3 Steps To Build A Data Science Portfolio
To Ultimately Land Your Dream Job
Few months ago I wrote an article — How To Go Into Data Science? to answer some of the most common questions and challenges faced by most beginners in data science.
In the article, I briefly talked about WHAT kind of portfolio that can help you to get a first job in data science or machine learning. But I didn’t go into details on HOW to build a data science portfolio in the first place.
Fast forward to the present, after the article was published, I started receiving messages from many aspiring data scientists who all have common goal — become a data scientist (or at least go into data science related field) with the same question — how to build a data science portfolio?
I was once a jobless guy with nothing but a piece of paper crafted with three shiny words — Bachelor of Science. I was once an aimless millennial with zero sense of direction in my career and life despite the abundance of opportunities out there, seemingly waiting for me to discover.
Therefore, I can’t tell you how much these messages resonated with me.
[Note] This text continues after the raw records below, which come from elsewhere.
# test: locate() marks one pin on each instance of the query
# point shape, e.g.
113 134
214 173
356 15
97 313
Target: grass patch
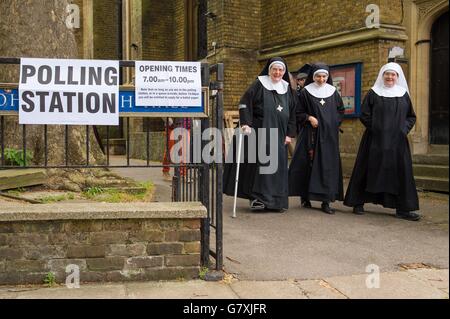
55 198
117 195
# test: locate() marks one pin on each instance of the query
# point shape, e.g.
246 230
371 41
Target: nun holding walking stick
267 118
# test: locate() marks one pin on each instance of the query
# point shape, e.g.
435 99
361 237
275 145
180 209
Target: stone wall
143 246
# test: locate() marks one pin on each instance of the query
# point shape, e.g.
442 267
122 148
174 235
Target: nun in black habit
315 171
383 171
268 103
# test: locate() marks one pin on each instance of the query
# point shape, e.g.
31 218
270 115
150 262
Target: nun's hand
288 140
313 121
246 129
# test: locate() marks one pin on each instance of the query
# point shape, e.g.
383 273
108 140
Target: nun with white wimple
269 103
383 171
315 173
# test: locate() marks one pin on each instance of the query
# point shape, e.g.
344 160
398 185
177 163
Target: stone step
432 183
15 178
431 159
440 171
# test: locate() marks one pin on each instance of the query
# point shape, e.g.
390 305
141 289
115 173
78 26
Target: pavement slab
267 290
194 289
435 277
319 289
87 291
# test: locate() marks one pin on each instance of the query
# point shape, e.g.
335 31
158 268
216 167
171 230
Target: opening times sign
166 83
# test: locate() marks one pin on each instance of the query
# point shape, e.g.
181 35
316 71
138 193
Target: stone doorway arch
439 82
424 14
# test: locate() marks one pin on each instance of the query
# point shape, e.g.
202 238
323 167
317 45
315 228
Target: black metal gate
439 81
202 181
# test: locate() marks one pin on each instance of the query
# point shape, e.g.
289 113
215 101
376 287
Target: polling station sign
167 84
77 92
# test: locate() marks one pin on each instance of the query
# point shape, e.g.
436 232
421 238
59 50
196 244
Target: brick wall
104 250
289 20
158 35
106 29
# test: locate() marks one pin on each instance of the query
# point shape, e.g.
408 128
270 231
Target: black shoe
358 210
306 203
327 209
257 205
408 215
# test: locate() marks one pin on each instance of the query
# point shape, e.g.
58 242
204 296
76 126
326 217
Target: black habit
383 169
315 172
261 108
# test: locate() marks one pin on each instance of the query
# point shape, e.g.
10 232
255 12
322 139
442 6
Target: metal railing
202 181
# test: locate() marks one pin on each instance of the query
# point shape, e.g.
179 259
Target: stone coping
83 211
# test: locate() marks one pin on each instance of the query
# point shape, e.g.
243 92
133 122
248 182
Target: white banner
78 92
164 83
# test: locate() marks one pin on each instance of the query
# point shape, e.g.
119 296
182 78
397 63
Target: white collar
320 92
395 91
281 87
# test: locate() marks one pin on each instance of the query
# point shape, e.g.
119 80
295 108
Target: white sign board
78 92
164 83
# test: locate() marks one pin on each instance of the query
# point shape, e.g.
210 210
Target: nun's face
390 78
320 78
276 73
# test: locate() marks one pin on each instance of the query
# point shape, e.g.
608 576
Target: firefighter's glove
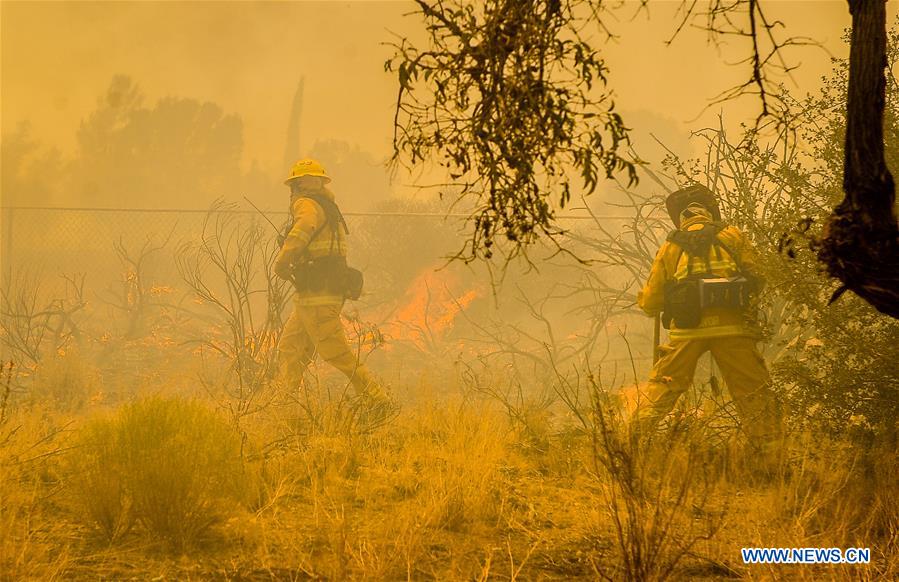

I feel the struggles to land that internship; I feel the challenges to get your profile noticed by employers; I feel the frustration to build your data science portfolio — given tons of guides out there — because you don’t know where to begin.
We all know that resume alone is not enough to land you a job in data science. We also know that building a data science portfolio is very important, particularly in our job search journey.
The question now is: How? How to build a data science portfolio?
And this is exactly why this article is here to condense all my previous experiences throughout my learning journey into 3 most important steps to build a data science portfolio for YOU.
As far as data science is concerned, our definition of portfolio here means public evidence of your data science skills (as defined by Chief Data Scientist at DataCamp — David Robinson on Mode Analytics blog).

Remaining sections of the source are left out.